During the pandemic I heard of many financial planners who have innovated their approaches and spent a significant amount of time ensuring that their clients have been able to use video conferencing or online secure messaging tools. There has been an increase in client contact with shorter video meetings including facilitating family wealth meetings bringing the wider family into the discussion. Where there has been low digital capability, planners have adapted their processes to ensure clients are not excluded. They have also discussed the risks of online scams and how clients can take effective precautions. Some advisers as part of their onboarding process obtain written consent from their clients detailing who they should contact, if they believe their client is at risk of scammers. Whilst the GDPR rules have flexibility where client harm is concerned this approach removes any doubt.
Traditionally financial planners encourage clients to consider putting in place Wills and Powers of Attorney. This is an important foundation of sound planning and whilst it does not lessen the emotional impact of the life event, it helps bring greater clarity in respect to financial affairs during bereavement.
Another area that perhaps needs to be considered is digital passwords. We all have today an array of online accounts including savings, banking and utilities that can become inaccessible on death. We have been encouraged to turn off paper statements which will mean that family members or executors will not know about the accounts and how to access them. Encouraging clients to talk about what they have and how their family or executors gain access is now core planning. I recall advisers talking about clients bringing shoe boxes of documents to collate and organise, in a paperless world the virtual shoe box has gone but it remains critical that our digital shoe box is still accessible. Some planners now utilise online client areas where this information can be stored securely.

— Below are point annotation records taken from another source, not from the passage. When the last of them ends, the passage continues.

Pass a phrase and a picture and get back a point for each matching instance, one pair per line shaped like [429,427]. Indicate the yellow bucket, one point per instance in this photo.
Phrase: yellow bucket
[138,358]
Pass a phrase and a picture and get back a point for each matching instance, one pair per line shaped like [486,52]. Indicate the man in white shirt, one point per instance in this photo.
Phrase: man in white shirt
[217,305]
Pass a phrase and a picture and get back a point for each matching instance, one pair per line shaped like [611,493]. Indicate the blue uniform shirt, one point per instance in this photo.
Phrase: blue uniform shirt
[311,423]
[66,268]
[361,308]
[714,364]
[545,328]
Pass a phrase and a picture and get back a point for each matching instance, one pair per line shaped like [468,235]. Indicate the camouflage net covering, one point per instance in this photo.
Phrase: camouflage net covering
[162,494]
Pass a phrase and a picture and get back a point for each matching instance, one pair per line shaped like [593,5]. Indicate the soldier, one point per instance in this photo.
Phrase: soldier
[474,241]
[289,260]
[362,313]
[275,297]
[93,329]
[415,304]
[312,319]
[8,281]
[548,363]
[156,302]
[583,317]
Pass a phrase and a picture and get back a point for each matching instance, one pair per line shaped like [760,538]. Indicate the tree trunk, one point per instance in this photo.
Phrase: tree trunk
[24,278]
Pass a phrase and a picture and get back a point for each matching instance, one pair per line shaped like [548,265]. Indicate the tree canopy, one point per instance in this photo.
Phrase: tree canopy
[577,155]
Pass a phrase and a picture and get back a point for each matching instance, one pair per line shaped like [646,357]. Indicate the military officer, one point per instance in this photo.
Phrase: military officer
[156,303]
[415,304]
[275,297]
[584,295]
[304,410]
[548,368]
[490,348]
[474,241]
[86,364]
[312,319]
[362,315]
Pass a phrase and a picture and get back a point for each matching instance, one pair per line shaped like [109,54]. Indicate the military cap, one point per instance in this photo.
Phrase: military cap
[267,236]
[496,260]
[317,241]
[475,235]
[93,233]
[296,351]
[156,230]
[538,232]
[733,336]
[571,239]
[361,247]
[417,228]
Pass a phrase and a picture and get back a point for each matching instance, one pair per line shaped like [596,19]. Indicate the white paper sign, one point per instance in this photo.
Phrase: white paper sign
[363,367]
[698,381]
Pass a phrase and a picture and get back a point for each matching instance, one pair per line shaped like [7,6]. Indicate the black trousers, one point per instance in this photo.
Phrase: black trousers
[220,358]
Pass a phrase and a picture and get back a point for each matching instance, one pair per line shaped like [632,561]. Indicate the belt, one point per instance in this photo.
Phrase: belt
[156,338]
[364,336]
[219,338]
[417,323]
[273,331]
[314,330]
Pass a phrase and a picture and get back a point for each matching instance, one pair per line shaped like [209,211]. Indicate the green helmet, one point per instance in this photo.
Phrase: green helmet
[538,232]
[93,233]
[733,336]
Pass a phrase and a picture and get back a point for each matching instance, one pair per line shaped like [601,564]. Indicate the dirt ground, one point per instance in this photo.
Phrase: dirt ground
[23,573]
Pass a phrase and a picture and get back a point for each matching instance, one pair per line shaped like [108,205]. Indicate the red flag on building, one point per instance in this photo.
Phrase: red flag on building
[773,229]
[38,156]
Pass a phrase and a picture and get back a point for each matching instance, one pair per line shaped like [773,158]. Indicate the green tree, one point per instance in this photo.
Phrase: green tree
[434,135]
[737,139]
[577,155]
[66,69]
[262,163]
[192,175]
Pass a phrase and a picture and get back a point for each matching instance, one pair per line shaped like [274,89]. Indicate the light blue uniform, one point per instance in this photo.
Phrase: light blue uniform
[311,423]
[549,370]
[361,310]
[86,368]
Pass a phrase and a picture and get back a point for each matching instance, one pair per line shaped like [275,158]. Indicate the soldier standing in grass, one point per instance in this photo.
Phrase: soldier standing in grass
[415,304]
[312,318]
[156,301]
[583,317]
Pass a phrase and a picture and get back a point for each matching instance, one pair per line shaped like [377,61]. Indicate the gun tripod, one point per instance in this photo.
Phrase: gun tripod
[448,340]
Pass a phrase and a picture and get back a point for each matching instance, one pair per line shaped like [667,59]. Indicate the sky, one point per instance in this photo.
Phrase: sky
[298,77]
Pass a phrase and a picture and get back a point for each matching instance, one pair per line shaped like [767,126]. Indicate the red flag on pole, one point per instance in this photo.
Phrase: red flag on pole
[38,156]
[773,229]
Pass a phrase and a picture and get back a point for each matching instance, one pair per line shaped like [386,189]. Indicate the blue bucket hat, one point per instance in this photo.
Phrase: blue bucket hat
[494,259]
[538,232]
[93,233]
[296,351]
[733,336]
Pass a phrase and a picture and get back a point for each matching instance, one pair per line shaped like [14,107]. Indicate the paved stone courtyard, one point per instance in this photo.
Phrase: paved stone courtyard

Recognising clients in vulnerable circumstances and ensuring they can access relevant, timely and suitable support is now a core service and planning to avoid vulnerability should now be interwoven into all financial plans.
Edward Grant is Director in the Technical Connection Division of St. James’s Place, leading the accreditation and technical services teams supporting the St. James’s Place partnership delivering client focused outcomes. Within his role as Director, Edward is also responsible for professional development at St. James’s Place including over 950 Chartered Advisers.
Past President of the Personal Finance Society, Chartered Financial Planner, Fellow of the Personal Finance Society and current Chair of the TISA Tax Committee, Edward is a passionate advocate of the financial planning profession and during his extensive career spanning over 30 years he has sought to support, mentor and lead the development of initiatives to build consumer confidence and trust in financial advice.